Эдди плюхнулся на диван и похлопал по соседней подушке. Я, волнуясь, прыгнул на нее, еще не представляя, насколько не удовлетворит меня разговор: предвкушая беседу, я совсем забыл, что Эдди считался самым худшим на свете рассказчиком.
— Я встретил ее в Париже вместе с твоим отцом, — начал он. — Наверное, это была осень, потому что листья успели побуреть. Мне нравится, как американцы называют осень — fall, падение… И сама осень мне нравится. А также весна. А лето терпеть не могу — три дня еще выдерживаю, а потом впору забираться в морозильник для мяса.
— Эдди…
— Извини, я отвлекся. Хотя еще не сказал, как отношусь к зиме.
— Давай о моей матери.
— Хорошо, о твоей матери. Она отличалась красотой. Не думаю, что она была француженкой, но имела такое же физическое строение. Все француженки миниатюрные, худощавые и с крохотным бюстом. Если нравятся крупные груди, придется пересечь границу Швейцарии.
— Отец говорил, вы познакомились с ней в Париже.
— Правильно. В Париже. Очень скучаю по Парижу. Ты знаешь, что во Франции другое слово, если надо сказать, что тебе что-нибудь противно? «Гадость» не подойдет. Они говорят berk — «фу». Странно. То же самое, если ударишься, — кричат «ай!», а не «ой!».
— Что мой отец делал в Париже?
— Тогда — ничего, как, собственно говоря, и теперь, только в то время он занимался этим во Франции. Хотя не совсем ничего. Писал заметки в маленькую зеленую тетрадку.
— Все тетрадки отца черные. Он никогда не пользуется другими.
— Та была определенно зеленой. Могу легко ее представить. Плохо, что ты не способен видеть картины, которые сейчас кружатся у меня в голове. Они чертовски яркие. Вот бы иметь возможность проецировать их на экран и продавать билеты. А цену назначишь по своему усмотрению.
Я встал с дивана, сказал Эдди, чтобы он продолжал без меня, и пошел в спальню отца. Там я долго стоял в дверях, глупо вглядываясь в царивший в комнате хаос и беспорядок, который то ли скрывал, то ли нет историю моей матери в зеленой тетрадке. Обычно я не вхожу в спальню отца по той же причине, по которой люди не врываются в туалет поболтать с находящимся там человеком, но в данном случае были веские основания нарушить правила. Я вступил в отверстый кишечник отца, эту ошеломляющую бурю в пустыне; спать здесь было само по себе достижением.

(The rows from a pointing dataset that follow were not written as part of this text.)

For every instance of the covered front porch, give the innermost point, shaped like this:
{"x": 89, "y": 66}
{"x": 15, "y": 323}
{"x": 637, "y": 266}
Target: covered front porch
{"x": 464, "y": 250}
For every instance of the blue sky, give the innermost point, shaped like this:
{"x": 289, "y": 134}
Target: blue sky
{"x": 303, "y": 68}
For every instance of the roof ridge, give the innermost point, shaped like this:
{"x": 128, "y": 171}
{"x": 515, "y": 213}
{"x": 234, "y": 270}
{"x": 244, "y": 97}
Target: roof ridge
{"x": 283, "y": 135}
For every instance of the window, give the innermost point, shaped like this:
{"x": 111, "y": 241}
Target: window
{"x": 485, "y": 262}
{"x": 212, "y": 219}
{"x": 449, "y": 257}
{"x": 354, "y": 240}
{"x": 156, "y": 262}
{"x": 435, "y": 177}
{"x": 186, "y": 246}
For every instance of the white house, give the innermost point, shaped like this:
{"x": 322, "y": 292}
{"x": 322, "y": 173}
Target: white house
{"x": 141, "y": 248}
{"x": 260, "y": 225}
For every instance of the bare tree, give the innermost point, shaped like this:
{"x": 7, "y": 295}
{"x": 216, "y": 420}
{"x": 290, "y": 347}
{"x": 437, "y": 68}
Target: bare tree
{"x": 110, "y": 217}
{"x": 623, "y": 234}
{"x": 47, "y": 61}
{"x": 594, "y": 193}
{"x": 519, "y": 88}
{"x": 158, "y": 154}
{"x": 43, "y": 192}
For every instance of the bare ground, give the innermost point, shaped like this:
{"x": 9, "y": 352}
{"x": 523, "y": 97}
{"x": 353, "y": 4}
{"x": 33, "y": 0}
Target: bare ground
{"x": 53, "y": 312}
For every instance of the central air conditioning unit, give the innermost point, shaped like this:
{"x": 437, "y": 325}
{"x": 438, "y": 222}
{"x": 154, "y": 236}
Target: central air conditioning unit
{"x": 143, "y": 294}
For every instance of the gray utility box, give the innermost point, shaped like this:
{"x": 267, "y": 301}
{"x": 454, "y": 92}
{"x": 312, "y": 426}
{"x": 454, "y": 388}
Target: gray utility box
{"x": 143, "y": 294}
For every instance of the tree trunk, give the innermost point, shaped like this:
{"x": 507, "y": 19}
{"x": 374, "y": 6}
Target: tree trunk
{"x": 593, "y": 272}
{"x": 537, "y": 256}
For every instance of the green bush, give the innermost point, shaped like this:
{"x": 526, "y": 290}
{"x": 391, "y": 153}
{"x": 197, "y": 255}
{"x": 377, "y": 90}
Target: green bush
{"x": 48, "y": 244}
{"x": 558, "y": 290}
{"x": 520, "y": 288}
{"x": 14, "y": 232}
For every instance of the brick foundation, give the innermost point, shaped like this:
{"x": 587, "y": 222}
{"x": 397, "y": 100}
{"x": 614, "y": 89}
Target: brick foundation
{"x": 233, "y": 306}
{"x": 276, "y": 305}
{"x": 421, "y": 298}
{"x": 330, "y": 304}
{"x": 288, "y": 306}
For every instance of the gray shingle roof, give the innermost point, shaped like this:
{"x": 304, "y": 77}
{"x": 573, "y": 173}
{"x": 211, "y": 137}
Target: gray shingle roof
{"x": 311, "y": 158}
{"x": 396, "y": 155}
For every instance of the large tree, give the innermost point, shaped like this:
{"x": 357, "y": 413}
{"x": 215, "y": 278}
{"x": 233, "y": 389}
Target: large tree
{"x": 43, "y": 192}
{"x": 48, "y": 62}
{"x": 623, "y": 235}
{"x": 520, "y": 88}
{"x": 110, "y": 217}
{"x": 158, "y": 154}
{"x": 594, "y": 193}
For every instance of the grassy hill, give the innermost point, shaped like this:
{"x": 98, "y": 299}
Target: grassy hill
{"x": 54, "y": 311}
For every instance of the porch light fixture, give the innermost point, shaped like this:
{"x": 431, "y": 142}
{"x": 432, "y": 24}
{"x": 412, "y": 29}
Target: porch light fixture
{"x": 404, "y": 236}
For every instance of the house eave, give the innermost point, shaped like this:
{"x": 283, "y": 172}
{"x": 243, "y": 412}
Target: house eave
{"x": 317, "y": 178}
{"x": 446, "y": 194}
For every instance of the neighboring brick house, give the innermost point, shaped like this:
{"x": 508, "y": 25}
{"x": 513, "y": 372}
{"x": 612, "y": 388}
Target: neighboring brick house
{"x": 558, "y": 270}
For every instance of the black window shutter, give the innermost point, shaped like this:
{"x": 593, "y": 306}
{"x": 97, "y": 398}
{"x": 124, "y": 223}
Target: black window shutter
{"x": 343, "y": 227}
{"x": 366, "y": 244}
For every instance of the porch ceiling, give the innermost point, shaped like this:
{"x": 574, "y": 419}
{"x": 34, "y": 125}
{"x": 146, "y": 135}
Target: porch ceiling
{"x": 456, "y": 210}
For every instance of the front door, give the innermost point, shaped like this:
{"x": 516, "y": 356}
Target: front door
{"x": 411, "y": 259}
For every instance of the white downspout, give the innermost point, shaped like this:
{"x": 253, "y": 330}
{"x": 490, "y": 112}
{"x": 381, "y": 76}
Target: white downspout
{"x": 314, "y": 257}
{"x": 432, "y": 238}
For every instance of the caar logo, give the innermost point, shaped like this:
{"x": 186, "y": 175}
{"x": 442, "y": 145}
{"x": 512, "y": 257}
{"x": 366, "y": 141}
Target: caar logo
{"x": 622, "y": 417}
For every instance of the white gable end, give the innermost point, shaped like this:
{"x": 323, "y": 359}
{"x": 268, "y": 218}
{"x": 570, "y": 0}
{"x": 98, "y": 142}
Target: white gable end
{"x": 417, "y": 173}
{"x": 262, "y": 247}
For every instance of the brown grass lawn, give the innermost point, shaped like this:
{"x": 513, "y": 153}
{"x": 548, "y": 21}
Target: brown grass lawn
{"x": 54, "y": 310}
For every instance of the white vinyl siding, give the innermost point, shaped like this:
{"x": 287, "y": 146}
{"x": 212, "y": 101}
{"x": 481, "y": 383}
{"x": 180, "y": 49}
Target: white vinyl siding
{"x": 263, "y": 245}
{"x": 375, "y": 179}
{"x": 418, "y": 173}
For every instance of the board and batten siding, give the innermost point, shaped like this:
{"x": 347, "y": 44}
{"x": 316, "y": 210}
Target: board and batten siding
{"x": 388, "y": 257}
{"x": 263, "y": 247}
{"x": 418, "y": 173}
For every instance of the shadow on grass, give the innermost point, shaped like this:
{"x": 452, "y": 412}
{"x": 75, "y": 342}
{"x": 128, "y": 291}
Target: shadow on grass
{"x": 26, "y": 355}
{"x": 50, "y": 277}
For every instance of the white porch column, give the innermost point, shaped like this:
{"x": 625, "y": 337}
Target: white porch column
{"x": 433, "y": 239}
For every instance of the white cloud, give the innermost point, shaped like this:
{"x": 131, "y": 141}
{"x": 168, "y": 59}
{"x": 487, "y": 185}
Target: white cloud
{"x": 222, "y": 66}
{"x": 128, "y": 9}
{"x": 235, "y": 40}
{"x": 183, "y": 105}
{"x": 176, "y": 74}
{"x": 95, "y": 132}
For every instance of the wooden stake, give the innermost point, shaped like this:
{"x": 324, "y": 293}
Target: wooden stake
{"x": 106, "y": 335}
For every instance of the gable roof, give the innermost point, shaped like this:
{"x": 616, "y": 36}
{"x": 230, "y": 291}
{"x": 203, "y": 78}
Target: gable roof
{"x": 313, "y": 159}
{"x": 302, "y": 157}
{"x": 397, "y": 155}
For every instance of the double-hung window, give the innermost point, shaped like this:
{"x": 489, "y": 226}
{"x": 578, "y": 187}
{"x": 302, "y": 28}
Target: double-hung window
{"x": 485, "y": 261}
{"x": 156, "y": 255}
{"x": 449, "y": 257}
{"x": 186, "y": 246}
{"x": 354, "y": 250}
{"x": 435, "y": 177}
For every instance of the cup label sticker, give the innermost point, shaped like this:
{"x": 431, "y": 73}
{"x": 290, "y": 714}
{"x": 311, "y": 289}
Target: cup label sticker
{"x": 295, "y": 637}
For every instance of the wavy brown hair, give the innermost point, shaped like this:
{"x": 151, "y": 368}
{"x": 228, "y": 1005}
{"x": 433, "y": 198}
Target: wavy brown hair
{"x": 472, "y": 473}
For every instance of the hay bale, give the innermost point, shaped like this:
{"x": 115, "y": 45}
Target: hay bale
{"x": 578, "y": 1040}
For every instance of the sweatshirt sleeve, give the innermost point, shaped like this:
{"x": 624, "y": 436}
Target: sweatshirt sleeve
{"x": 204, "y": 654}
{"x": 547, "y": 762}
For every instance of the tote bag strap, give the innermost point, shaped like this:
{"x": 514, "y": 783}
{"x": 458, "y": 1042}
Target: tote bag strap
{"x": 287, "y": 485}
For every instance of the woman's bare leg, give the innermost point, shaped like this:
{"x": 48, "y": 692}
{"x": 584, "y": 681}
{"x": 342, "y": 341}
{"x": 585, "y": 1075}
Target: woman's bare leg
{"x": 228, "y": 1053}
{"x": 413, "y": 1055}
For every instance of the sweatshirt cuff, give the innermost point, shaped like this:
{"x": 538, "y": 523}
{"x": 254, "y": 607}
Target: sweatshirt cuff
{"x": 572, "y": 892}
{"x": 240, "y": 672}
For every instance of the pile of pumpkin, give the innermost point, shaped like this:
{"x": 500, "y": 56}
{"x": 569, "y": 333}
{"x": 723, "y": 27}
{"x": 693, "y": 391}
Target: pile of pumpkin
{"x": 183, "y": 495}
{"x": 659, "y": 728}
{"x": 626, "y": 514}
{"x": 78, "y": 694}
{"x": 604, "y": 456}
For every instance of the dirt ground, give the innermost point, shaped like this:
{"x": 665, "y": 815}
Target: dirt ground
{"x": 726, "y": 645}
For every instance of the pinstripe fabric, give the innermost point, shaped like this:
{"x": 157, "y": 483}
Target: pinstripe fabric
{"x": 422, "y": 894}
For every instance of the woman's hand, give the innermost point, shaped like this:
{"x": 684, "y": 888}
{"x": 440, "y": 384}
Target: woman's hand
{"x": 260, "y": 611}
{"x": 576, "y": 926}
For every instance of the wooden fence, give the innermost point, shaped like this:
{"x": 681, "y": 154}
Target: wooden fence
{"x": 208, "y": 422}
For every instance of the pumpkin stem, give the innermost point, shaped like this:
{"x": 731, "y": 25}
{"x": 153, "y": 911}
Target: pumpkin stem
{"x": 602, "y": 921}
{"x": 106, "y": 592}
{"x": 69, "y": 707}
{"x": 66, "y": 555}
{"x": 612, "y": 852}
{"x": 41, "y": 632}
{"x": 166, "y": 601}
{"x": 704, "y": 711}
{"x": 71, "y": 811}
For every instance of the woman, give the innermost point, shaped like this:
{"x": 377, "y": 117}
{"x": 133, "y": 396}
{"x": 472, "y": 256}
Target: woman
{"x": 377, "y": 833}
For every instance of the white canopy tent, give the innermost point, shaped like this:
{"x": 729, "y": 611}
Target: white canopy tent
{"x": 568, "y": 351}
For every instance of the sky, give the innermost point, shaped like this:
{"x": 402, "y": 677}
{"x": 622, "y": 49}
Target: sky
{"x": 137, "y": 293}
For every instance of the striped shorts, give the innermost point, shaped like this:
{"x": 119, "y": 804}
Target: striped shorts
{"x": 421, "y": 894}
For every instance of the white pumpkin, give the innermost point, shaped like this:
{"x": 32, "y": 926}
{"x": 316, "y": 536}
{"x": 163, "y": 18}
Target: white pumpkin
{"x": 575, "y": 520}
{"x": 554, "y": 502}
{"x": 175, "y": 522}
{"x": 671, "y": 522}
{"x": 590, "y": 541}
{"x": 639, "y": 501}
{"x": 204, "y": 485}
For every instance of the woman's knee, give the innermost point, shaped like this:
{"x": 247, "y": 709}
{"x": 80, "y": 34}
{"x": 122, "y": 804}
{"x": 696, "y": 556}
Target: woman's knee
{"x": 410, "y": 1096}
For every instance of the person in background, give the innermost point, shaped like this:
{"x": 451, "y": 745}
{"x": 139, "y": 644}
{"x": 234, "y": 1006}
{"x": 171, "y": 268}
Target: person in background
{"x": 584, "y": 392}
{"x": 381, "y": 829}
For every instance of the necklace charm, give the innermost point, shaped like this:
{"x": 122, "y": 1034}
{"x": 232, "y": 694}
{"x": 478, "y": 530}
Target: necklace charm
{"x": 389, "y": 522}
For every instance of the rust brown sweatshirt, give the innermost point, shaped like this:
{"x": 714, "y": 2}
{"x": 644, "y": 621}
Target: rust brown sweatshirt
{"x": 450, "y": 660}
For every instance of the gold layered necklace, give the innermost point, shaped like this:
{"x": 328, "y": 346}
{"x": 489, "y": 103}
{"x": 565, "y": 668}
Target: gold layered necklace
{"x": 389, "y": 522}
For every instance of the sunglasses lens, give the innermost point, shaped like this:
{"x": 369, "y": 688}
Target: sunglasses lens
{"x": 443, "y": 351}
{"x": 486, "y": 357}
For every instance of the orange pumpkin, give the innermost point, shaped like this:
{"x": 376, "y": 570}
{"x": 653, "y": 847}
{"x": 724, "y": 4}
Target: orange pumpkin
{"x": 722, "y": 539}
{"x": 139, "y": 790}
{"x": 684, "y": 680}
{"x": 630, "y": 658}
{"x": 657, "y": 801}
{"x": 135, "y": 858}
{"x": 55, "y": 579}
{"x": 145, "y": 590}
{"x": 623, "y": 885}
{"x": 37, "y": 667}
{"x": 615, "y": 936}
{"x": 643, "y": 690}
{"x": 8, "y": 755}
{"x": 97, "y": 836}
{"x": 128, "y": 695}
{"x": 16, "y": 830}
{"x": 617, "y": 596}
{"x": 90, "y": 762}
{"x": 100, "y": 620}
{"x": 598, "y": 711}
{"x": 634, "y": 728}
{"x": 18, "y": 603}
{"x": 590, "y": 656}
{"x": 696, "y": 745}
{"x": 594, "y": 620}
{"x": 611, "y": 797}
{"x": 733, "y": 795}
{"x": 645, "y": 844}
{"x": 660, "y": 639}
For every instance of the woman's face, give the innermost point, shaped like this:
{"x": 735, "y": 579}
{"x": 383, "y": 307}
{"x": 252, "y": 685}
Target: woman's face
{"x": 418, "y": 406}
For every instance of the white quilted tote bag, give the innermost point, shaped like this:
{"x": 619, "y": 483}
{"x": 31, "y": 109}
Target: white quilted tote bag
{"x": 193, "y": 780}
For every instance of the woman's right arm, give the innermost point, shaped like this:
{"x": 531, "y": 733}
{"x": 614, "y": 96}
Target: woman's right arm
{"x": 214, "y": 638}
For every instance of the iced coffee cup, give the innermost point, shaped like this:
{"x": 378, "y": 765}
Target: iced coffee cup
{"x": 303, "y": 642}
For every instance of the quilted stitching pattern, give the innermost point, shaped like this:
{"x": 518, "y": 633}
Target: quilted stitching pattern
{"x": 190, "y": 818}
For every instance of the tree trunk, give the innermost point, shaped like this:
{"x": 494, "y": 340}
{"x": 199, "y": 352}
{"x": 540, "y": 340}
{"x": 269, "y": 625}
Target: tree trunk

Я приступил к делу. Прежде всего мне предстояло проложить дорогу среди желтых подшивок газет, размерами соперничающих с теми, что собраны в публичной библиотеке. Они возвышались на полу, лежали по углам и устилали весь пол к кровати. Я шел по газетам, перешагивал через предметы, которые отец не иначе как вытащил из мусорных баков и человеческих ртов. Мне попадались вещи, которые я считал давно пропавшими: томатный соус, горчица, чайные ложки, суповые ложки и глубокие тарелки. В одном из шкафов под кипой одежды я обнаружил первую стопку тетрадей. Их тут была целая сотня, но все черные. Черные, черные, черные. Во втором шкафу лежала еще одна сотня, но все, к моему разочарованию, тоже черные. Я влез в шкаф, он оказался очень глубоким. Там валялись журналы, но я не хотел тратить на них время. Из всех фотографий отец зачем-то вырезал глаза, но я не стал об этом размышлять. Человек, читая журнал, вправе избавиться от глаз, если ему кажется, что они слишком нагло на него таращатся. Разве не так? Я оставил журналы в покое и пополз дальше в глубь шкафа (да, этот шкаф оказался в самом деле необъятным). Там обнаружилась коробка, в которой хранились еще одна стопка тетрадей и все вырезанные из журналов глаза. Пока я возился с тетрадками, глаза безжалостно сверлили меня взглядами и, мне показалось, изумились вместе со мной, когда на дне под картонным клапаном я нашел зеленую.
Я схватил ее и бросился вон из удушливой комнаты. В гостиной Эдди все еще беседовал сам с собой. Я отправился к себе изучать находку.